It’s hard to know where to begin, so maybe I should just start with a warning. If you want to travel abroad for work, don’t take anything for granted. In particular, don’t take your relationship with your employer for granted.
At the beginning of this month, I started work again after a week-long summer break, with a reduced kindergarten class. My class was already reduced when I got it, but one of my three Dolphins left at the break to go to another school. Her mother, I am told, did not like the small class size.
So there I was on the week of August Fourth with a Dolphin class of two. Compounding the change, both of them managed to be absent at least once that week. Dolphin class always stuck out for its small size, but since I was hired to teach it, I was given the understanding that it was undesirable to combine it with any others. There was only one other class of six year olds, and they were a year behind in skill (and had already been combined with a class of five year olds).

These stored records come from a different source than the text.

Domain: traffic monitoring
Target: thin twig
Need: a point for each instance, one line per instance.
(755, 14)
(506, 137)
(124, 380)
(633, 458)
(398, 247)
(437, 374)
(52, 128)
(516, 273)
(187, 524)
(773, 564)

Like I said, don’t take anything for granted. On Monday, August Eleventh, I arrived at work only to be told that Dolphin class was no more. It had been combined with the other six year old class at the parents’ request. The decision was made the week before, but nobody saw fit to tell me.
I still had my afternoon ESL and fourth grade classes, but without a kindergarten I was left with a huge hole in my schedule. When I met with management at the end of the day, I was told that “it would be better” if I sought employment elsewhere. Given our school’s chronic financial difficulties, they told me, there was no room in the budget to continue paying for my salary.

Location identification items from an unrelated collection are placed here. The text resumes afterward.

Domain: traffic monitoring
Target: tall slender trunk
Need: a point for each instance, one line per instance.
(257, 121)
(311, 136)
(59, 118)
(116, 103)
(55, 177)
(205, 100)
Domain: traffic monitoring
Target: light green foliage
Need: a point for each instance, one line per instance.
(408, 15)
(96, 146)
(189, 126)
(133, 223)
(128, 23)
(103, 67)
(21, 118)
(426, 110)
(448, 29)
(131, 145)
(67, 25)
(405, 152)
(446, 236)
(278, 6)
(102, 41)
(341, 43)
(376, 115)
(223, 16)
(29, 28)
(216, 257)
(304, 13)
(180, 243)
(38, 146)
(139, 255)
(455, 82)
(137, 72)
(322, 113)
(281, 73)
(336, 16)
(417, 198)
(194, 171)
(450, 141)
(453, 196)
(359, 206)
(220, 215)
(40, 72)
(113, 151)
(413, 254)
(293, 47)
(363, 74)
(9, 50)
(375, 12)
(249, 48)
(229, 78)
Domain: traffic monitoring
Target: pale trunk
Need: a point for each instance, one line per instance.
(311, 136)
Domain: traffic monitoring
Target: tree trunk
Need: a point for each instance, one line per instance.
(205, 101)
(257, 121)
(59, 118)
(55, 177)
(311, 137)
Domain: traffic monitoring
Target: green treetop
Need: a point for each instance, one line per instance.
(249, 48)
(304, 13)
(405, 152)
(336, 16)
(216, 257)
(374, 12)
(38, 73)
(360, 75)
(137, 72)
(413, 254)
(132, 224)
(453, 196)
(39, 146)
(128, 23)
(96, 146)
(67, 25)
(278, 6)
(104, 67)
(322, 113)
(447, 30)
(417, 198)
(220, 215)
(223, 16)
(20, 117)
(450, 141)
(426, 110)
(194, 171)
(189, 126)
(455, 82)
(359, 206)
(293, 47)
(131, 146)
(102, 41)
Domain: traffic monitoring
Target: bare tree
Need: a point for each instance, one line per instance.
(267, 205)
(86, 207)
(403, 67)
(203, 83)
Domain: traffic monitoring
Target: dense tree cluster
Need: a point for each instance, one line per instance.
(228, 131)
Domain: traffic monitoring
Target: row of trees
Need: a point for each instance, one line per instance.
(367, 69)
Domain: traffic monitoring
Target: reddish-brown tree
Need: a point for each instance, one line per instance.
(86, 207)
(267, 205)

I don’t want to get into the details of the meetings over the next few days, and I don’t think it would be particularly wise to in this forum. Suffice it to say, I was basically muscled out. My contract clearly stated that in the event I should be laid off for budgetary reasons, I was entitled to thirty days notice and pay. But management informed me, cool as you please, that my contract was invalid. It had been signed by the old principal, and after the recent schism with the Gangbuk branch, we now had a new principal. The fact that the new principal is the daughter of the old one seemed irrelevent. The fact that everyone in a position of power at the school was an immediate family member also seemed irrelevent.

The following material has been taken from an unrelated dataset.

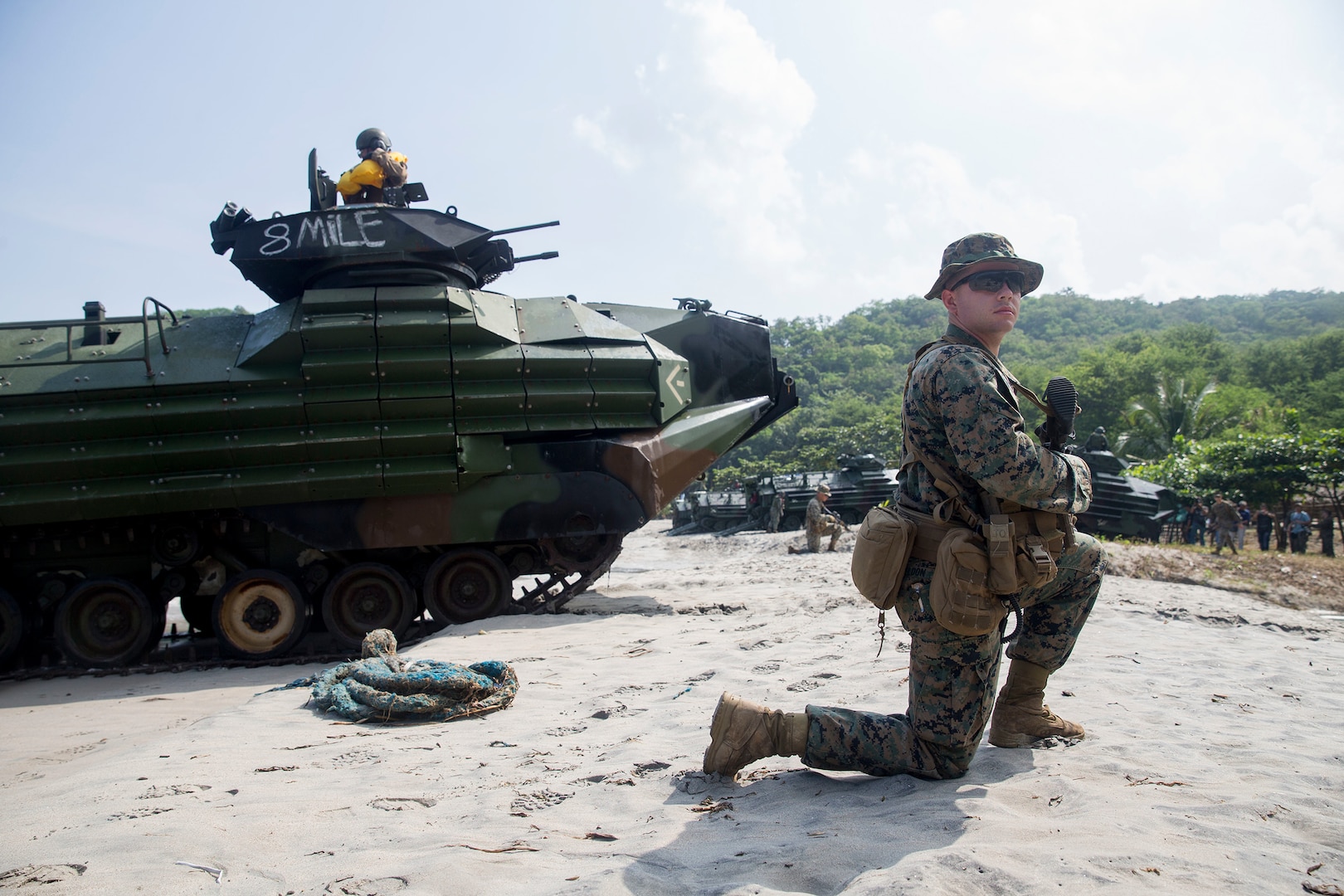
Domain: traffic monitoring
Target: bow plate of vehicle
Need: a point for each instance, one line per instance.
(388, 438)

I was upset, I was furious, and I was pretty powerless to stop them. So my last day was August Twenty Second, a full eleven days from when I was first told I should leave. I was handed my last pay check, told my pension would be deposited eventually, and that was that.
Tara’s job remains secure. At the end of last week, we moved out of our beautiful two room apartment in Uijeongbu, and into a one room apartment near her school in northern Seoul. It smells like cigarettes, but it’s not the worst place we’ve lived. I’m casting around for part-time work to keep making money while Tara continues her contract, which is set to expire in March. We’ve got a nice view of the city, and I’ve enjoyed being somewhat domestic this week, cooking dinner and doing chores and the like.
But much as I am frankly relieved not to have to put up with the nonsense I was regularly subjected to at work anymore, I really miss my students. Kindergarteners, ESL, and Fourth Grade; I miss all of them. I got to teach them for five months, and when I was forced out I could have cried over what we might have done in the other seven.
I took these photos on the Eleventh, when I found out I was losing Dolphin class. This room was the first classroom I ever had all to myself, as a real live teacher. It was very disheartening to have it taken away, after less than half a year of use. Looking at them now, it’s unsettling to think I won’t ever be going in there again.
I’m ok, for now. Tara and I are ok, and we’re still happy, all things considered. But when we think back on Korea in years to come, when we tell the stories to friends and family, I wonder how happy the memories will be. Not once but twice, we’ve been taken advantage of. It’s a beautiful country with beautiful people and I will be eternally grateful for much of what we’ve experienced, but enough is enough. If we ever had any thoughts of spending more than one year in Korea, they are dead and buried.
Some people are lucky, and some people are unlucky. Tara and I have been less than lucky; we didn’t wind up with the full benefits and bounteous savings the brochures all promised us. But we haven’t lost everything, and there’s still a way forward. We are survivors, and we’ll keep marching on.
It took me a while to find the time and the will to write this all down. I’m glad I got it over with at last. There’s still another two days worth of Jeju pictures I need to post on here, so that should brighten everyone’s mood! We’ll all be happy to get back to living and enjoying new experiences after this ordeal. I want to thank my very supportive friends and family for helping me through this transition. I especially want to thank Tara, who still sustains me through it all.